Canadian Broadcasting Corp. v. Canada (Information Commissioner) (Nov. 23, 2011, F.C.A., Noel, Trudel and Mainville JJ.A., File No. A-391-10) Decision at 194 A.C.W.S. (3d) 346 was affirmed. 210 A.C.W.S. (3d) 384 (37 pp.).

Industrial And Intellectual Property


Respondent prevented from getting into market because of appellant’s prohibition application

Appellant’s application for prohibition prevented respondent from marketing Apo-Norfloxacin for over five years. Relying on s. 8 of the Patented Medicines (Notices of Compliances) Regulations (Can.), respondent sued appellant for damages. Federal Court awarded respondent damages. Federal Court ruled in favour of respondent’s action against appellant under s. 8 of Regulations. In course of its reasons, Federal Court ruled that 1998 version of s. 8 of Regulations (“1998 Regulations”) applied to this case, and not 1993 version of s. 8 of Regulations (“1993 Regulations”). Appellant appealed from that ruling. Appellant also submitted that Federal Court erred in fact and law in concluding that respondent suffered loss as result of appellant’s prohibition application. Appellant’s appeal was dismissed. Appellant’s application for prohibition was “pending” when 1998 Regulations came into force. Therefore, by operation of transitional provision in 1998 Regulations, 1998 Regulations applied in this case. 1998 Regulations could not be said to be retroactive or retrospective or interfere with any vested rights of appellant.

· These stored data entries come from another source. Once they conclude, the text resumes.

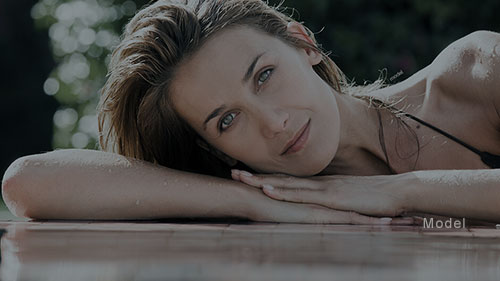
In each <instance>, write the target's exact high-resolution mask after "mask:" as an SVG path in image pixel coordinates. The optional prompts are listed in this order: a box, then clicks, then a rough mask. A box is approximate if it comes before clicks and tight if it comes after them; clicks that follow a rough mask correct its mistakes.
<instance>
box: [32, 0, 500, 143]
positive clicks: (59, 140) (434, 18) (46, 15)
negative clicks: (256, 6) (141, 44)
mask: <svg viewBox="0 0 500 281" xmlns="http://www.w3.org/2000/svg"><path fill="white" fill-rule="evenodd" d="M146 2H147V1H130V0H114V1H113V0H86V1H82V0H42V1H39V2H38V3H37V4H36V5H34V6H33V8H32V10H31V15H32V17H33V18H34V19H35V24H36V27H37V28H39V29H45V30H47V32H48V34H49V35H50V39H51V46H52V53H53V56H54V59H55V61H56V63H57V66H56V67H55V69H54V70H53V71H52V74H51V75H50V77H48V78H47V80H46V81H45V83H44V91H45V93H46V94H48V95H52V96H54V97H55V98H56V99H57V100H58V101H59V102H60V104H61V105H62V106H61V108H59V109H58V110H57V112H56V113H55V114H54V138H53V147H54V148H68V147H77V148H97V146H96V139H97V119H96V116H95V108H96V105H97V101H98V98H99V89H100V88H101V87H102V85H103V83H104V81H105V74H106V69H107V67H106V65H107V63H108V61H109V54H110V51H111V50H112V48H113V46H115V45H116V44H117V42H118V40H119V34H120V33H121V30H122V28H123V25H124V24H125V23H126V21H127V20H128V19H129V18H130V17H131V16H132V15H133V14H134V13H135V11H136V9H137V8H140V7H142V6H143V5H144V4H146ZM279 2H280V1H278V0H275V1H270V3H271V4H273V5H275V4H277V3H279ZM283 5H284V6H287V7H291V8H293V9H287V10H286V12H287V13H289V14H293V16H294V18H295V19H297V20H299V21H302V22H304V23H305V25H306V26H308V27H309V28H310V29H311V30H312V31H314V32H316V33H317V34H316V37H317V39H318V41H319V42H320V44H322V46H323V48H324V49H326V50H331V51H332V54H331V56H332V58H333V59H334V61H336V62H337V64H338V65H339V66H340V68H341V69H342V70H343V71H344V72H345V73H346V75H347V76H348V77H349V78H351V79H355V81H356V82H357V83H358V84H362V83H364V82H365V81H374V80H376V79H377V78H378V77H379V75H380V74H381V71H383V72H382V74H384V75H385V76H386V77H387V78H388V82H391V83H396V82H398V81H401V80H403V79H405V78H407V77H409V76H410V75H411V74H413V73H414V72H416V71H417V70H418V69H420V68H423V67H424V66H426V65H428V64H429V63H430V62H432V59H433V58H434V57H435V56H436V55H437V54H438V53H439V52H440V51H441V50H442V49H443V48H444V47H446V46H447V45H448V44H449V43H451V42H453V41H454V40H456V39H458V38H460V37H462V36H464V35H466V34H468V33H470V32H472V31H474V30H478V29H488V30H494V31H499V27H500V20H499V18H500V17H498V16H497V14H498V11H500V1H498V0H483V1H481V2H475V1H466V0H457V1H444V0H400V1H394V0H309V1H304V0H288V1H285V2H284V4H283ZM397 73H400V74H401V73H402V75H400V76H399V77H397V78H395V77H396V76H395V74H397ZM391 77H392V78H393V79H392V78H391ZM389 80H390V81H389Z"/></svg>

Federal Court Judge correctly held that 1998 Regulations were authorized by s. 55.2(4) of Patent Act (Can.), were valid, and applied in this case. Federal Court found that respondent suffered loss as result of appellant’s prohibition application. Respondent established, to satisfaction of Federal Court, that it was prevented from getting into norfloxacin market because of appellant’s prohibition application. In establishing this, respondent satisfied Federal Court that, on balance of probabilities, it would have had access to available supply of non-infringing norfloxacin. There was sufficient evidence upon which Federal Court could have made factual findings it did, and those findings were not susceptible to review in appellate court.

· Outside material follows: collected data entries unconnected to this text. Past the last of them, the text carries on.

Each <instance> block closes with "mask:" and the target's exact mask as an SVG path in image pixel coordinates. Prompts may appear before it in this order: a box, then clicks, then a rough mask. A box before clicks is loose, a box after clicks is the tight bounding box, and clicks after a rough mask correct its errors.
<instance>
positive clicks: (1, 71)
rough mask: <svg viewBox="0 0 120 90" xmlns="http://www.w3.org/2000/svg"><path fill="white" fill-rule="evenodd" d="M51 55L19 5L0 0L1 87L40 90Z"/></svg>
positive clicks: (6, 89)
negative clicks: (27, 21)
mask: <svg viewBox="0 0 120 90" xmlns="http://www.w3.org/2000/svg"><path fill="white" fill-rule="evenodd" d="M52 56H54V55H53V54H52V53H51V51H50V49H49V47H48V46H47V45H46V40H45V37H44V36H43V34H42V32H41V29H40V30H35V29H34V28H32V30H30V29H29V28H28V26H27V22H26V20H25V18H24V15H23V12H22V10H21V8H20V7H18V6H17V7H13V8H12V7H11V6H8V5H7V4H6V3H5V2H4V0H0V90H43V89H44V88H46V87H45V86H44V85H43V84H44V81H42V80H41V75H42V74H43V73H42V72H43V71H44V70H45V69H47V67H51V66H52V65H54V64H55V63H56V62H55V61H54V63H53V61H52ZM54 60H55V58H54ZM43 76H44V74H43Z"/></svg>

Apotex Inc. v. Merck & Co. (Nov. 25, 2011, F.C.A., Sexton, Layden-Stevenson and Stratas JJ.A., File No. A-154-10) Decision at 186 A.C.W.S. (3d) 1115 was affirmed. 210 A.C.W.S. (3d) 224 (32 pp.).

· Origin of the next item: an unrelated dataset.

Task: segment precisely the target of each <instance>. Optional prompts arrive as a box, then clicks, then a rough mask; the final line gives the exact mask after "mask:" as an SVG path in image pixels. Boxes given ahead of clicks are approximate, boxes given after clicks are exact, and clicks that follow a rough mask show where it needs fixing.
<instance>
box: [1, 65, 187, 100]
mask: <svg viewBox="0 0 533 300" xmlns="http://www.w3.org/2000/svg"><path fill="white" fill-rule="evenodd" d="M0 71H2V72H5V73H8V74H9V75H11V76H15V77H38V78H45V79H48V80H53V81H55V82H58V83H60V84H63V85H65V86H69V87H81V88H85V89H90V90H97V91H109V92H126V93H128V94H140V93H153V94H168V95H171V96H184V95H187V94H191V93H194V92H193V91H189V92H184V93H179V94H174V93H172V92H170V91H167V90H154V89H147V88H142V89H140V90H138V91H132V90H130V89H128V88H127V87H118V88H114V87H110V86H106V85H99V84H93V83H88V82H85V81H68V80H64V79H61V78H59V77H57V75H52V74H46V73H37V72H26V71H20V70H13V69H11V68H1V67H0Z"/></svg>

Entitlement to per diem rate of remuneration sufficient to meet employment test

Minister of National Revenue determined that two committee members engaged in pensionable employment under Canada Pension Plan while members of Ontario Judicial Appointments Committee established under Courts of Justice Act (Ont.). Ontario, responsible for remunerating members of committee, successfully appealed. Minister’s appeal allowed. Mandate of committee to recruit, interview and recommend to Attorney General suitable and qualified candidates for appointment as judges to Ontario Court of Justice. Committee
independent of Ministry of Attorney General and provincial government and members not employees but rather holders of an office. They were paid for each day on which they rendered services. Number of days on which services required unpredictable, varying with number of judicial vacancies. Pursuant to Canada Pension Plan definition of “office” and regulations, member of committee engaged in pensionable employment if position carries entitlement to “fixed or ascertainable stipend or remuneration”. Legal entitlement to per diem rate of remuneration established in advance sufficiently “fixed or ascertainable” to meet test.

M.N.R. v. Ontario
(Nov. 16, 2011, F.C.A., Nadon, Sharlow and Dawson JJ.A., File No. A-72-11; A-73-11) 210 A.C.W.S. (3d) 275 (6 pp.).